Component wise it’s all Oval, Fuji’s in-house supplier. At the business end the alloy 310 has a great ovalised top, which extends forward from the stem before gently sweeping back to the corner before dropping into a compact hook. The shape effectively lengthens the reach by a few mm and gives the 2.3 a long, low riding position. The 720 chainset is all-alloy, hollow-forged but with an industrial looking design that gives the impression of CNCing. Non-drivetrain cranks can mean an exercise in cost cutting, but the 320s are plenty stiff enough and are fitted with Praxis rings that are easily the equal of Ultegra in the shifting stakes.
The only Oval part we had issue with was the 500 saddle – the central section’s padding was just too soft and squishy, so the overall sensation when riding normally was the hard hull underneath and a feeling of floating around. We never felt we could get a truly comfortable and stable seated position – and it’s something we’d want to change as soon as possible.
We believe an aero bike should have aero wheels to make the most of the potential speed; the 2.3’s modest price means that’s not the case. The Oval 527 wheels fitted are surprisingly good though, the wide rim profile enabling the usually slim 23c Vittoria rubber to be shaped with a much rounder profile, helping the bike roll serenely over rougher surfaces. But we did have the occasional rim hit, as the shallow tubulars compressed on edge of potholes enough to give the alloy beneath an almighty whack.

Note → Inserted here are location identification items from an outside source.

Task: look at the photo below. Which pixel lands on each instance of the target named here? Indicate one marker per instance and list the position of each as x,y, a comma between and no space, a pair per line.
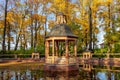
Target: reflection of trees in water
21,75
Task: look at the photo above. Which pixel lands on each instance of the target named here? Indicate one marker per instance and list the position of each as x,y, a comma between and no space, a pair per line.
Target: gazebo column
57,48
53,50
75,48
46,48
66,53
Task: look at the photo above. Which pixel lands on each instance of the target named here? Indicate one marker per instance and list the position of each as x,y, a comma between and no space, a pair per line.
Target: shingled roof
61,30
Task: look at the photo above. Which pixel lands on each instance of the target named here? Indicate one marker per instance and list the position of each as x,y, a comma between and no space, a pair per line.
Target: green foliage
41,49
117,48
101,50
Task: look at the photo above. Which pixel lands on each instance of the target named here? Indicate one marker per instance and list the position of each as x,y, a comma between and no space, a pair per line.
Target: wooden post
57,48
75,48
46,48
67,54
53,50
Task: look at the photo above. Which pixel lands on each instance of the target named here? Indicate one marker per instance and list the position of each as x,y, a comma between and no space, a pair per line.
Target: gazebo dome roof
61,30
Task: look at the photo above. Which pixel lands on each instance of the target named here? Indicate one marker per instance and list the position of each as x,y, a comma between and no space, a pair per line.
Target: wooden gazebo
60,45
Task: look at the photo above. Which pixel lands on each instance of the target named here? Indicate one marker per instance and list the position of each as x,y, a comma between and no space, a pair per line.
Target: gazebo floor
61,68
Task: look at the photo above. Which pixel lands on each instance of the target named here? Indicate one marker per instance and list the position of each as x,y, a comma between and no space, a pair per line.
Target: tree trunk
17,41
4,31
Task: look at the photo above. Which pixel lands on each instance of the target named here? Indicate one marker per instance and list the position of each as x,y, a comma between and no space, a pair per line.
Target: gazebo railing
60,60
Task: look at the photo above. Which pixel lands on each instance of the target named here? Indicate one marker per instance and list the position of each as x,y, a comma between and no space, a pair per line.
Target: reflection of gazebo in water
61,47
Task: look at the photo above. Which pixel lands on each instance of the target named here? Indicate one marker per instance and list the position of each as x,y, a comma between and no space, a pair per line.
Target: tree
4,31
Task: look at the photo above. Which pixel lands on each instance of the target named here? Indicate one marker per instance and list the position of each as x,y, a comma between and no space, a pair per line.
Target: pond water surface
34,71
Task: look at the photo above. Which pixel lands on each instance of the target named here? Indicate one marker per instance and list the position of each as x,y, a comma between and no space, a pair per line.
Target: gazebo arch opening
61,43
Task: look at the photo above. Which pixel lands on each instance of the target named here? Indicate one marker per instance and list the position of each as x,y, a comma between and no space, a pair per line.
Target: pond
34,71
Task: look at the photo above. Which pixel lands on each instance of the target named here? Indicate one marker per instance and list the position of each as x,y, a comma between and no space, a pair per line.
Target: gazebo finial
60,18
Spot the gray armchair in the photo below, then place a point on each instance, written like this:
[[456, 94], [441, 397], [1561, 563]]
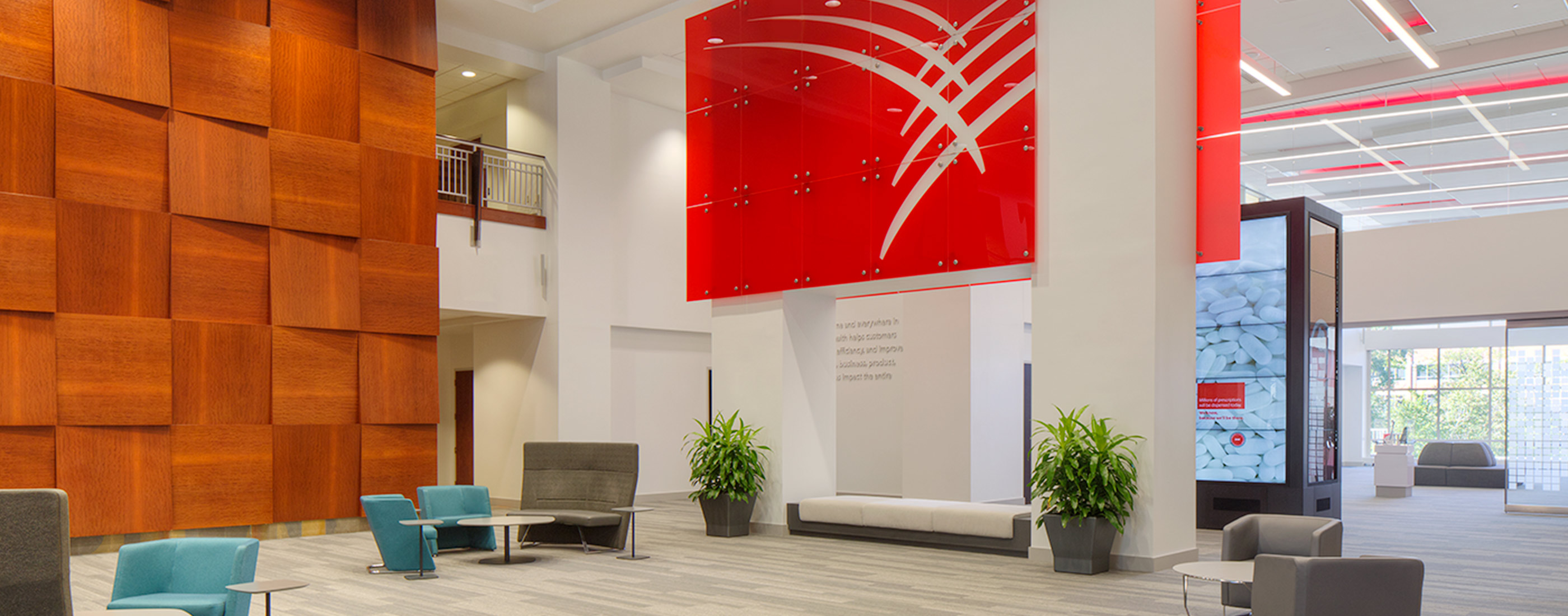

Ideally we’d fit 25c – and surprisingly for an aero bike the Transonic will take up to a 28!
Overall we’re impressed with the Transonic – it’s a true next-gen aero bike that gives the likes of Giant’s Propel a good run for its money. For considerably less outlay than the Propel you get a great frame, good components and Shimano Ultegra. If you want your next bike to be fast above all, and you fancy the occasional TT or trying a multisport event, we’d suggest you give the Transonic a try as its mix of fine handling, speedy ability and great value are all compelling reasons to own one.